The Hungarian government is considering what it should do to compensate tobacco-product retailers who missed out when tobacco retail licenses were recently put out to tender, according to an All Hungary Media Group story (AHMG).
Legislation passed in September last year provided for the establishment of a state monopoly of the retail sale of tobacco products from July 1, 2013. The process, overseen by the National Tobacco Trade Non-profit (NTTN) organization, has involved putting out for tender a limited number of tobacco retail concessions.
Prime Minister Viktor Orban apparently told public radio Kossuth the government was working to ensure that people whose livelihoods depended on selling tobacco products, but who had failed in their bids for licenses, stayed in business.
And ruling Fidesz party group leader Antal Rogan said he supported the idea of compensation.
But asked whether plans were afoot to ban family members of local council officials from getting licenses, Rogan said such a move would create more problems than it would solve.
Meanwhile, NTTN has refused a socialist MP’s request for access to documents containing bids submitted for the recent tenders.

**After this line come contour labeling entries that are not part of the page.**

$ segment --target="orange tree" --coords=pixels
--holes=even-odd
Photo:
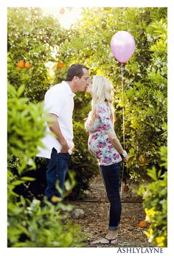
[[[58,19],[44,15],[40,8],[8,8],[8,80],[15,87],[26,85],[31,101],[42,100],[50,87],[46,63],[66,38]]]
[[[9,8],[7,35],[8,80],[16,89],[21,84],[25,85],[21,96],[27,97],[29,103],[42,101],[46,91],[53,83],[65,79],[68,66],[64,65],[64,59],[55,58],[53,53],[68,40],[69,32],[60,27],[57,18],[44,15],[40,8]],[[53,77],[49,72],[49,63],[54,66]],[[75,107],[78,108],[77,104]],[[80,177],[73,194],[77,196],[88,189],[97,167],[88,151],[87,133],[84,136],[83,125],[74,123],[74,131],[80,142],[80,145],[76,143],[76,155],[70,166]],[[39,165],[43,166],[40,159],[37,159],[36,162],[38,168]],[[16,165],[15,162],[13,164]],[[28,175],[35,175],[32,173]],[[34,190],[32,193],[37,194],[38,191]]]

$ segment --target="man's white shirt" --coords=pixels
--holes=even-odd
[[[44,97],[44,111],[54,114],[58,117],[58,121],[61,133],[70,148],[73,148],[73,127],[72,112],[74,109],[74,99],[75,96],[69,84],[63,81],[51,87],[46,93]],[[45,148],[38,147],[39,153],[37,156],[50,159],[52,148],[58,153],[60,151],[61,146],[58,139],[54,136],[46,123],[46,135],[42,139]]]

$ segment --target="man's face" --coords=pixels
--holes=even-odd
[[[81,78],[78,77],[77,81],[77,91],[84,91],[87,86],[89,85],[88,80],[88,71],[86,69],[83,69],[83,75]]]

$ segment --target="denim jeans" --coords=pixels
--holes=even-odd
[[[120,163],[100,165],[100,170],[110,202],[109,230],[117,230],[122,212],[119,190]]]
[[[70,155],[69,153],[58,153],[52,148],[51,159],[47,159],[46,183],[45,196],[50,200],[52,196],[61,197],[62,193],[58,191],[55,184],[59,181],[59,187],[63,190],[64,181],[69,168]]]

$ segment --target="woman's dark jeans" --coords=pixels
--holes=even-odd
[[[120,163],[100,165],[100,170],[110,202],[109,230],[117,230],[122,212],[119,190]]]
[[[50,200],[52,196],[62,196],[62,193],[56,188],[59,181],[60,188],[63,190],[65,177],[68,171],[70,155],[69,153],[58,153],[52,148],[51,159],[47,159],[46,183],[45,196]]]

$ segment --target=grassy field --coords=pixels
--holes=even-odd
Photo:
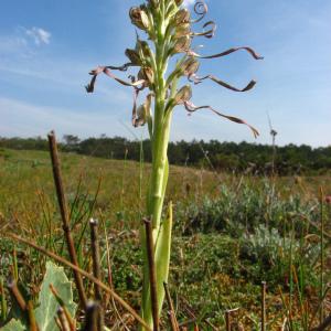
[[[97,217],[105,229],[104,276],[107,237],[114,287],[138,309],[142,264],[138,231],[150,164],[71,153],[62,153],[61,160],[81,266],[90,270],[86,224],[90,216]],[[321,186],[325,194],[331,192],[331,179],[236,177],[171,167],[167,199],[174,203],[170,287],[179,320],[193,319],[202,330],[224,329],[225,310],[239,308],[233,316],[233,330],[260,330],[260,284],[267,281],[268,330],[279,330],[285,319],[290,319],[290,330],[308,330],[307,321],[319,308],[321,286],[327,289],[331,280],[328,205],[322,216],[327,224],[323,267],[320,263]],[[12,231],[65,256],[47,152],[0,150],[0,220],[3,232]],[[45,257],[3,238],[2,277],[13,263],[14,247],[20,281],[33,298]],[[324,314],[330,308],[327,296]],[[116,318],[109,316],[108,323],[114,325]],[[125,319],[130,325],[129,317]],[[318,320],[316,313],[313,324]]]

The company rejected Csaba Toth’s request to view the bids, arguing that even though NTTN was publicly owned, it was not a state agency and so it did not have to disclose such information.
Toth said he would appeal to the National Development Ministry.
Opposition parties have sharply criticized the government for the tobacco tender, alleging that Fidesz party members had influenced the process.
Earlier this year, the NTTN was forced to announce a second tender in 1,417 communities from which no applications had been received during the initial tender.